Measuring kernel latencies to ensure real-time constraints

Device drivers in the kernel often need to perform some task in response to some events. To do this, there is not one but many different ways. These deferred execution methods include the Linux workqueue, the tasklet, the kernel thread and so on. Different methods have different scheduling priorities and thus different response latencies. They also differ in what execution context they are in (e.g., process vs. interrupt context), and may affect which method is more suitable for a specific purpose.
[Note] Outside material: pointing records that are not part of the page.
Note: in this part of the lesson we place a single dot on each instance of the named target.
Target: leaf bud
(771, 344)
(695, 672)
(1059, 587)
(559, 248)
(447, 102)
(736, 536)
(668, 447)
In this article, I describe what I find in experimenting the different methods, in terms of their response latencies, and how the system load, and user space task priorities affect them:

  1. workqueue
  2. tasklet
  3. kernel thread

The latency here means the time after a task is invoked and before it is executed. It depends on Linux scheduler latency, the deferred execution method (workqueue vs. tasklet vs. kthread), and the priorities of competing tasks. The first item, the scheduler latency, means the time between a service being requested and the time the scheduler being executed. This was a significant issue for early Linux kernel because it was not preemptive, and thus the kernel scheduler might not get executed for a fairly long period of time after an event is raised. In the recent kernel, the scheduler latency has been greatly reduced due to preemption in the kernel. The caveat is, however, some synchronization techniques, such as the spinlock, may still prevent preemption from happening, and thus can still slow down kernel response in some conditions.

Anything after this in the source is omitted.